Brother, can you give a developer a hand?

As the topology of networks delivering applications becomes increasingly complex it becomes more and more difficult to troubleshoot problems, especially for developers tasked with figuring out why their “application broke” in production when it was working just fine thank you very much in “DEV” and “QA.” It is rare, after all, that the production environment – including all the moving parts – is duplicated in development and testing environments.
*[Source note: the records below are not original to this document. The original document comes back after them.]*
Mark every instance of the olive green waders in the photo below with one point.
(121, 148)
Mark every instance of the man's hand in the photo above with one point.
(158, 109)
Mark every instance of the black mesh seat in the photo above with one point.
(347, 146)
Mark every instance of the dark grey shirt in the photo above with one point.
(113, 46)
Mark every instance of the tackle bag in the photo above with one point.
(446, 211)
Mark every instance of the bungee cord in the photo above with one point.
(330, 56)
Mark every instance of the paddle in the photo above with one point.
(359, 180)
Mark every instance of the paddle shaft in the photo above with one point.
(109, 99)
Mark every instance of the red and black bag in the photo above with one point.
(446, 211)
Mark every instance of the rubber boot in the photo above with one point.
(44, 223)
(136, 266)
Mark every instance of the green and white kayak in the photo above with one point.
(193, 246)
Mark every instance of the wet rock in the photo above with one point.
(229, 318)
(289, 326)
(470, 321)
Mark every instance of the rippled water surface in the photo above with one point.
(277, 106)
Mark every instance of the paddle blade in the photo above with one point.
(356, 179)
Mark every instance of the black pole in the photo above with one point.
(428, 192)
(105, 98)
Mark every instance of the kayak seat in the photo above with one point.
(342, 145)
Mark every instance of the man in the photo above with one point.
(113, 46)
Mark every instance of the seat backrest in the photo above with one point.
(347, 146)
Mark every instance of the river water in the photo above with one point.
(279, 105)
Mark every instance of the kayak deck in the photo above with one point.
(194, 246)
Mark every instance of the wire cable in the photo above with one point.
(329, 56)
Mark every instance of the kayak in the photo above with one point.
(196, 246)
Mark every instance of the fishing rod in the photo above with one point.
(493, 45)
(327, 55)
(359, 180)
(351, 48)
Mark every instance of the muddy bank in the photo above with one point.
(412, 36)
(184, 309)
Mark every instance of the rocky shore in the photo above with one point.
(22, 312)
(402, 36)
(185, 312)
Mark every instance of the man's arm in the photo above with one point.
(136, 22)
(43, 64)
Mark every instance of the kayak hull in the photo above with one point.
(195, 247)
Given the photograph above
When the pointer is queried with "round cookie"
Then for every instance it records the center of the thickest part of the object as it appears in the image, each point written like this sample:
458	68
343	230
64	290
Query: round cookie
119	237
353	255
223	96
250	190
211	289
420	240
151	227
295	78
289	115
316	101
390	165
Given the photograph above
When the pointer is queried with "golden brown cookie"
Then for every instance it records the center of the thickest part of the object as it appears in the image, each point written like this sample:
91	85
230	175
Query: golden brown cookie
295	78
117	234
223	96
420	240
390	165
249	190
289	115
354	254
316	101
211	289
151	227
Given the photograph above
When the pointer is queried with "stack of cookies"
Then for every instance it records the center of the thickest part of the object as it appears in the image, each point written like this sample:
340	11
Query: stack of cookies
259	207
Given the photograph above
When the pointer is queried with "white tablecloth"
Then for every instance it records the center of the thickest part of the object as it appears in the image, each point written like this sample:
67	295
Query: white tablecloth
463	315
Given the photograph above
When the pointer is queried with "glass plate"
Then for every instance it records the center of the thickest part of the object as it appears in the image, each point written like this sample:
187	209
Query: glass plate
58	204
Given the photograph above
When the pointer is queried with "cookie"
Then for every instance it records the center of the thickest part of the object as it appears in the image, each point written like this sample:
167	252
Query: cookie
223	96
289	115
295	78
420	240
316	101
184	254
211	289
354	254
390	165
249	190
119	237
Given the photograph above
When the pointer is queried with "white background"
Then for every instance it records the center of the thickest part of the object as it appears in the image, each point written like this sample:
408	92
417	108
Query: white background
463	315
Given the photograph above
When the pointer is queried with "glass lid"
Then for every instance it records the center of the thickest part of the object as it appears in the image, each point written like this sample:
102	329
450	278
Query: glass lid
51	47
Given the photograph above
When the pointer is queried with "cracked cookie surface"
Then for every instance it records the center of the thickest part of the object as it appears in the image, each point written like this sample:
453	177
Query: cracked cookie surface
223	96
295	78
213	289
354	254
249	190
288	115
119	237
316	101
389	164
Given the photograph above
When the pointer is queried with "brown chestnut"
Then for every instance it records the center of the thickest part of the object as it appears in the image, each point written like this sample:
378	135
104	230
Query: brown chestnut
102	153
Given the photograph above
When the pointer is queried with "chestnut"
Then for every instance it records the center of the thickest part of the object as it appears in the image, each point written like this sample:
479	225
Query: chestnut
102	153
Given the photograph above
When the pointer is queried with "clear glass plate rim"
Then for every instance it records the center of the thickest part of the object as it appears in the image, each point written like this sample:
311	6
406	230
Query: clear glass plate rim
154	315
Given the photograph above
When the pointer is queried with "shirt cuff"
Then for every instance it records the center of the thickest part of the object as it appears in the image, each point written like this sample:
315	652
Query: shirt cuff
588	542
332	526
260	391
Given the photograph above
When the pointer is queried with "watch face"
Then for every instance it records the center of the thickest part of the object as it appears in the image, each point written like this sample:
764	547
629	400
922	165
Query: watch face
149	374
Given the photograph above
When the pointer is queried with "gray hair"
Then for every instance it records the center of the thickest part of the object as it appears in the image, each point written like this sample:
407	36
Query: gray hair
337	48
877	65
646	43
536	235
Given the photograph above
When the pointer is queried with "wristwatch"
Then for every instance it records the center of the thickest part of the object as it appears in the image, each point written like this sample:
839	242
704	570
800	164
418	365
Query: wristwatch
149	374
It is already difficult enough for developers to track down problems due to the complex nature of application infrastructure stacks. It is a rare developer that isn’t already abstracted several layers from the actual network, and rarer still one that isn’t dealing with at least three tiers of an architecture. It’s a given that data flows to and from the client through several devices, but understanding how many of them may alter/modify/change the data is imperative to helping developers track down issues and resolve them as quickly as possible.


THE MEN IN THE MIDDLE

Multiple components within a highly scalable architecture modify – if not data – then the HTTP headers through which quite a bit of functionality is delivered within the data center infrastructure. Load balancers may add or remove cookies, insert additional headers or replace existing ones with their own. Caches may add tags or redirect requests to content delivery networks (CDN). Content may be transported partially via SSL and then in the clear. Authentication headers may be added and removed by a variety of devices.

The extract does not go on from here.